I'm Don't Want To Step On The Scale...

I really, really don't want to step on that scale tomorrow and tell all of you how much I weigh. It's not anything against all of you I just don't want to have to admit to another gain. It stinks but I know if I don't post it tomorrow I will just get back into my old habits and gain all of my weight back. So make sure you check back tomorrow to find out how much I have gained. :) Just kidding. (kind of).

It's been one of those weeks. It has been so crazy that I don't even think I planned or ate a nice meal this week. It's been so crazy that I can't even remember. Between soccer, gymnastics, my Silpada jewelry parties, church, and the gym I just can't seem to keep track of anything. I hope this weeks slows down a little so I can catch up on some things.

I really did try to eat healthy this week unfortunately stress got the best of me. I have decided that Hershey Kisses and Raw Almonds are my new best friend. :) I really do love them. Maybe a little to much. I actually ate more Hershey kisses this week then I have eaten in the past 8 months. That is when I know I am stressed. When I am going for those frozen Hershey kisses. At least I mix it up with some Almonds and make it kind of healthy.

I need to stop eating every time I am stressed or I am going to find myself back in my old habits of binging. Those were not pleasant days. You can read more about my binging troubles here. Luckily I have moved past them but it took me a while and I really don't want to go through that again.

On the up side I have been going to the gym a lot. I went last Friday, this Tuesday and Wednesday and I am going again tomorrow. Tomorrow actually starts Week 2 of my Couch to 5K program. I am very excited to move on. I think my body is ready. The podcasts that I found really help to keep me going. If you are looking for a podcast for the Couch to 5K just do a google search and there are a few you can choose from. It has definitely been helpful.

After my workouts I have also been doing some weight training and cardio. I am doing a lot of things that my old trainer taught me. I feel so grateful to have learned all of these exercises that I can do on my own. I do feel like I am getting enough exercise in I just need to work on what I am eating and portion control.

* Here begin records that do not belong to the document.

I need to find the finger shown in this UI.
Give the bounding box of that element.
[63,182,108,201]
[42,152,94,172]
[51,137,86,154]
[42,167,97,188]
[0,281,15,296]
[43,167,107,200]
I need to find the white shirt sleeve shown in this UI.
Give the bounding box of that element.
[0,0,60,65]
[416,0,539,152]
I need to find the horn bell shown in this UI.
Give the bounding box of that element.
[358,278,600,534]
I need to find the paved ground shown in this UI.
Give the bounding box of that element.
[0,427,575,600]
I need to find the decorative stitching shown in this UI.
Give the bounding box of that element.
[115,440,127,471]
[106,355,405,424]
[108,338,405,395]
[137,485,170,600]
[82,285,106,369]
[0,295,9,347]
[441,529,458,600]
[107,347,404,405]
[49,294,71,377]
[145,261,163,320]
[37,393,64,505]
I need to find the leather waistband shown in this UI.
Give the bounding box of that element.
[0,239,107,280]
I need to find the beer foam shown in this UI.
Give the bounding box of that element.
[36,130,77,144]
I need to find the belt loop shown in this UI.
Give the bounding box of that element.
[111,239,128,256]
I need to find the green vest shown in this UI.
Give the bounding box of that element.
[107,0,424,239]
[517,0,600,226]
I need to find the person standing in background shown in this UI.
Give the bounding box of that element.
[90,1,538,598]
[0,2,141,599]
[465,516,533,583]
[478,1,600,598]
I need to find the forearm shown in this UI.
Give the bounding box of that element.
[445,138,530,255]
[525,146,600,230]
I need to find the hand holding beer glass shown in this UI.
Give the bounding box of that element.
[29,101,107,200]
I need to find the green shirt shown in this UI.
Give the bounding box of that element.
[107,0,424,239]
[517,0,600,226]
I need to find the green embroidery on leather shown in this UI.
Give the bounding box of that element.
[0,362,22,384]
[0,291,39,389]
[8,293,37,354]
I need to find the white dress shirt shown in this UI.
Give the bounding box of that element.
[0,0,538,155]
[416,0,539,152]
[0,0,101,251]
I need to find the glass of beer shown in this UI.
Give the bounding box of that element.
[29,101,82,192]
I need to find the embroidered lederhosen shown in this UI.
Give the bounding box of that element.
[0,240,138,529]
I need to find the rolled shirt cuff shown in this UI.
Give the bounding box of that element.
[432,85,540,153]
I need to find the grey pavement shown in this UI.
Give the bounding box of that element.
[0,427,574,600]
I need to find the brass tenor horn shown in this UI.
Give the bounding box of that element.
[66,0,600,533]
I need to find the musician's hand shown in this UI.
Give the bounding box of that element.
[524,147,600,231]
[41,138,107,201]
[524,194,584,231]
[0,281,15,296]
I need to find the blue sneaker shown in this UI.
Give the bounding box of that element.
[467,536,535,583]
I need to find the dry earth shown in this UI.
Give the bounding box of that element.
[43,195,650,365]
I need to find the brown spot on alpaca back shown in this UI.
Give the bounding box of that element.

Make sure you check back tomorrow when we can all find out how much I gained this week. I guess I shouldn't joke about it but that is the only way for me to get over it with out getting mad at myself.

Goodnight!


5 comments:

Beth said...

Step away from the kisses. Trade them for some frozen grapes or something and don't forget to track all of your points. I like to read your blog and get ideas.

Mandie said...

I have found that I can not have anything that tempts me (like kisses) in my house. "Oh, just one more", or one when no one is looking, when I'm stressed, etc. I just can't do it. Yeah, you're making it "healthy" by adding the almonds in, but we all know they can get out of control too :) You're doing great though and really trying...so that's DEFINITELY something. Plus, you've had a crazy hectic week. Hope this week is better for you and less crazy. We all need routines to help us stay on the right track!!!

Secret Mom Thoughts said...

I understand how you feel. Those old habits definitely creep up when I'm stressed too.

Bulge to Bump said...

Couch to 5K rocks! If I can do it...anyone can do it. When I started C25K I didn't think I would ever be able to run a 5k but I did it and now I run 2.5 miles every other day.

It's an awesome challenge and very rewarding when you reach that 5K goal. Keep us updated!

Stick with it and as Beth said "step away from the kisses" You can do this!

Loni said...

Jessica, I love your blog. I just found it recently when I asked Jessica from "This That and Your Blog" if she would design a new blog I created for weight loss. She told me about your blog and it's great. I am loving your blog and getting ideas for my own. Thanks for sharing your journey, it really is giving me courage to do the same!